Paul reaches even farther beneath his desk. With the sound of tape peeling, he produces a single manila envelope. Inside is a calendar he has drawn up in his own hand. When he flips through the pages, I can see unfamiliar religious holidays marked in red pen—saint’s days, feast days—and in black a series of notes I can’t make out.
“It’s February of 1497,” he says, pointing at that month, “two years before the
Hypnerotomachia
is published, and Lent is approaching. Now, the tradition was this: since Lent was a period of fasting and self-denial, the days leading up to it were a period of celebration, a huge festival, so people could enjoy themselves before Lent started. Just like today, that period was called Carnival. Since the forty days of Lent always start on Ash Wednesday, Carnival always culminates the day before—on Fat Tuesday, or Mardi Gras.”
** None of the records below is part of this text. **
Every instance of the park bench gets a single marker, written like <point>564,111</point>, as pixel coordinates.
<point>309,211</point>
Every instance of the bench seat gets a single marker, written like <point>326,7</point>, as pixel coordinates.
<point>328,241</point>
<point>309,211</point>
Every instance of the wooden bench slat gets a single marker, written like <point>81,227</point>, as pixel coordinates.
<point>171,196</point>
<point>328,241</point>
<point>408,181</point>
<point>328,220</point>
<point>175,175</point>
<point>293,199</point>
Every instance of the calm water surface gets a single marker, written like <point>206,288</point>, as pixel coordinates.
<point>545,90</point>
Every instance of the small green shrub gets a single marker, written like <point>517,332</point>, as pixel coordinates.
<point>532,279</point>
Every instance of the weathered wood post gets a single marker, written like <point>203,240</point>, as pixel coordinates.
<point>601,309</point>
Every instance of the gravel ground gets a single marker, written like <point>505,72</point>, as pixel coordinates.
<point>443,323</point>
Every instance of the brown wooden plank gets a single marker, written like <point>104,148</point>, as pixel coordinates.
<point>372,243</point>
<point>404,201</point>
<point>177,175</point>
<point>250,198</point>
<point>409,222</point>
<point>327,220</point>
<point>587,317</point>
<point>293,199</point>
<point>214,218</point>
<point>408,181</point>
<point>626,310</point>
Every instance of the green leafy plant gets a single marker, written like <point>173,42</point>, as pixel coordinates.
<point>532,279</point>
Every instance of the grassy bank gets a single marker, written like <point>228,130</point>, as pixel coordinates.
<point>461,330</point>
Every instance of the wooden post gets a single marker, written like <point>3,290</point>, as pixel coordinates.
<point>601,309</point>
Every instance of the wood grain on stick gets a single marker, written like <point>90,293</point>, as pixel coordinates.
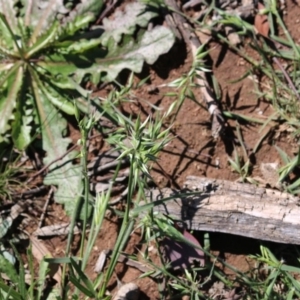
<point>235,208</point>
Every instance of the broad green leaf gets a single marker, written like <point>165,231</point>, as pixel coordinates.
<point>63,174</point>
<point>7,46</point>
<point>7,268</point>
<point>7,8</point>
<point>8,103</point>
<point>21,127</point>
<point>130,55</point>
<point>43,14</point>
<point>135,13</point>
<point>81,9</point>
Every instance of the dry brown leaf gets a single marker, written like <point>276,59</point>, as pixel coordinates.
<point>128,291</point>
<point>261,22</point>
<point>39,251</point>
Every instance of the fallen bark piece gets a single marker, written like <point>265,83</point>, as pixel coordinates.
<point>235,208</point>
<point>58,229</point>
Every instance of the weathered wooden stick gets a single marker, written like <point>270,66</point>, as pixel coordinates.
<point>235,208</point>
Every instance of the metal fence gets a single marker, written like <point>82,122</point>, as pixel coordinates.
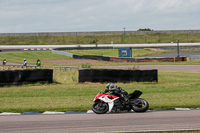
<point>96,33</point>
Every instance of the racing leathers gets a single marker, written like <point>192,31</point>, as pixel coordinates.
<point>117,90</point>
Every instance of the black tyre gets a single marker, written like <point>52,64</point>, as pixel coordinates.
<point>100,108</point>
<point>140,105</point>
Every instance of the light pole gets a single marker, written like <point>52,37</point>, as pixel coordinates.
<point>177,48</point>
<point>124,31</point>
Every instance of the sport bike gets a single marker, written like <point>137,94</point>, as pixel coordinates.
<point>106,103</point>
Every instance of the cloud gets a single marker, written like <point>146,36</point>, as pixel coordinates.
<point>97,15</point>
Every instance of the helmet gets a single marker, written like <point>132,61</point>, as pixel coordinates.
<point>109,85</point>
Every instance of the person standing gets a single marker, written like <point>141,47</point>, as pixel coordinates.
<point>24,62</point>
<point>38,62</point>
<point>4,61</point>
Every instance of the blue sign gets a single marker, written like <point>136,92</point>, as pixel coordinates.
<point>125,52</point>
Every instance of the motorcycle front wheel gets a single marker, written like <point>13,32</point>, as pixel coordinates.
<point>100,108</point>
<point>140,105</point>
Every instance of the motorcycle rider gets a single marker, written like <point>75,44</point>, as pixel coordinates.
<point>118,90</point>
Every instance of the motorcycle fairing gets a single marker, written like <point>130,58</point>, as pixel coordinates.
<point>107,99</point>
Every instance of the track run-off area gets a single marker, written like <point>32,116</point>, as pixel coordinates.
<point>115,122</point>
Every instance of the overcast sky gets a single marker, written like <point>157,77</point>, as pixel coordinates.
<point>18,16</point>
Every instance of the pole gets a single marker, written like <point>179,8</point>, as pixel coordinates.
<point>177,48</point>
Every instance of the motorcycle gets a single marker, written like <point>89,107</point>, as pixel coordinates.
<point>112,102</point>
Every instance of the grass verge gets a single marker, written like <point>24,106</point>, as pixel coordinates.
<point>174,89</point>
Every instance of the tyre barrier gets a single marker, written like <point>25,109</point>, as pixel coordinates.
<point>118,59</point>
<point>117,75</point>
<point>9,77</point>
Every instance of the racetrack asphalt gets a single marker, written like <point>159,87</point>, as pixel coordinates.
<point>116,122</point>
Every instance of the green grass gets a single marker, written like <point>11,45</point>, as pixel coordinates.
<point>101,39</point>
<point>32,56</point>
<point>174,89</point>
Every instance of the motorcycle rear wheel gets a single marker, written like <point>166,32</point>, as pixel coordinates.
<point>100,108</point>
<point>140,105</point>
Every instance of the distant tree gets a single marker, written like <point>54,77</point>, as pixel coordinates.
<point>146,29</point>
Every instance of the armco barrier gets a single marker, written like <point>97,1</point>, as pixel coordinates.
<point>164,59</point>
<point>117,75</point>
<point>8,77</point>
<point>92,57</point>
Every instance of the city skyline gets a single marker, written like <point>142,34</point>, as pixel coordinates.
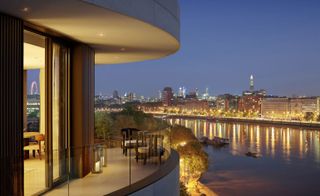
<point>276,41</point>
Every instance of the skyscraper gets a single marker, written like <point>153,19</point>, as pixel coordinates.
<point>167,96</point>
<point>251,83</point>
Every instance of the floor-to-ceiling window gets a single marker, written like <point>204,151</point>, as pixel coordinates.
<point>60,125</point>
<point>34,113</point>
<point>46,112</point>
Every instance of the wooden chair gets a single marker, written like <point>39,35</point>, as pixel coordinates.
<point>36,146</point>
<point>129,139</point>
<point>143,148</point>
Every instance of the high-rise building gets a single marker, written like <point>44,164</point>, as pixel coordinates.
<point>251,83</point>
<point>34,88</point>
<point>115,94</point>
<point>38,35</point>
<point>167,96</point>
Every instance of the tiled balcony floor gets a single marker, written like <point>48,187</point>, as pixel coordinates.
<point>113,177</point>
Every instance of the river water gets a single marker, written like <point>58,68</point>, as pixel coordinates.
<point>289,162</point>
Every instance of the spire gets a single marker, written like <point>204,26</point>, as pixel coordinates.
<point>251,83</point>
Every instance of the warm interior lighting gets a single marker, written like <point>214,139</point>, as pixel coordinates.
<point>33,56</point>
<point>25,9</point>
<point>101,34</point>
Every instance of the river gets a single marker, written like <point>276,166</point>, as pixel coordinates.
<point>288,163</point>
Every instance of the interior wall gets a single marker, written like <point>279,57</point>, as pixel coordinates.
<point>11,105</point>
<point>82,109</point>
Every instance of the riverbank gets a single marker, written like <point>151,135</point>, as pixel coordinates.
<point>204,190</point>
<point>290,123</point>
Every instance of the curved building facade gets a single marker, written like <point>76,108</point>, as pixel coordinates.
<point>59,43</point>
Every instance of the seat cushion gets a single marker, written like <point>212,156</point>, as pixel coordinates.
<point>143,149</point>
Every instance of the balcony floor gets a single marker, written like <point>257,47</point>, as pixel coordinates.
<point>113,177</point>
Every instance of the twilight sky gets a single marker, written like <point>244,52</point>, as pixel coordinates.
<point>223,42</point>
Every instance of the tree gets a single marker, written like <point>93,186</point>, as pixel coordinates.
<point>103,125</point>
<point>180,134</point>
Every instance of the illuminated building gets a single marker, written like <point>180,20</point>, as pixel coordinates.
<point>275,107</point>
<point>250,103</point>
<point>167,96</point>
<point>251,83</point>
<point>293,108</point>
<point>65,40</point>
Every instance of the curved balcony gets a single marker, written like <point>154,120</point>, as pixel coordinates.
<point>116,170</point>
<point>119,31</point>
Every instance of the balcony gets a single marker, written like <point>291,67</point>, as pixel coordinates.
<point>115,173</point>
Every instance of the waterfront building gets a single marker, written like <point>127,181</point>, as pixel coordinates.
<point>275,107</point>
<point>251,83</point>
<point>64,40</point>
<point>227,102</point>
<point>289,108</point>
<point>167,96</point>
<point>250,103</point>
<point>251,91</point>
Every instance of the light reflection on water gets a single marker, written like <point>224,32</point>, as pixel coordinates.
<point>289,163</point>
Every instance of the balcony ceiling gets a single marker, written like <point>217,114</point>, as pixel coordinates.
<point>116,38</point>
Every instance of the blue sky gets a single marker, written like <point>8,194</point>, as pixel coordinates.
<point>223,42</point>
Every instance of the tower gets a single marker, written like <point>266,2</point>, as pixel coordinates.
<point>251,83</point>
<point>34,88</point>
Flashes of what he’s telling me seem familiar. My father must have told me some of this once, before he gave up on me, or I gave up on him. Or maybe it’s just what little I learned in church, before I was old enough to choose how I spent my Sunday mornings.
Paul unearths another diagram. The title reads
FLORENCE,
1500
.
“Carnival in Florence was a period of huge disorder, drunkenness, debauchery. Gangs of young men would bar street entrances and force people to pay a toll for safe passage. Then they would spend the money on alcohol and gambling.”
He points at a large space in the middle of the drawing.
“When they were all completely drunk, they would camp out around fires in the main square and finish the night in a huge brawl, each group throwing stones at the other. Every year people were hurt, even killed.
“Savonarola, of course, is Carnival’s most vocal opponent. In his eyes, a challenge has risen against Christianity, leading the people of Florence into temptation. And he recognizes that there’s one force, more powerful than the others, contributing to the city’s corruption. It teaches men that pagan authorities can rival the Bible, that wisdom and beauty should be worshiped in unchristian things. It leads men to believe that human life is a quest for earthly knowledge and satisfaction, distracting them from the only object that matters: salvation. The force is humanism. And its greatest advocates are the leading intellectuals of the city, the humanists.
“That’s when Savonarola comes up with the idea that’s probably his greatest legacy to history. He decides that on Shrove Tuesday, the culminating day of Carnival, he will stage a huge event—something that will show the progress and transformation of the city, but at the same time remind the Florentines of their sinfulness. He lets the gangs of young men roam the city, but now he gives them a purpose. He tells them to collect unchristian objects from every neighborhood and bring them back to the main square. He puts all of the objects in a huge pyramid. And on that day, Shrove Tuesday, when the street gangs would usually be sitting around fires and fighting each other with stones, Savonarola has them building another kind of fire.” Paul looks at his map, then fixes his eyes on me.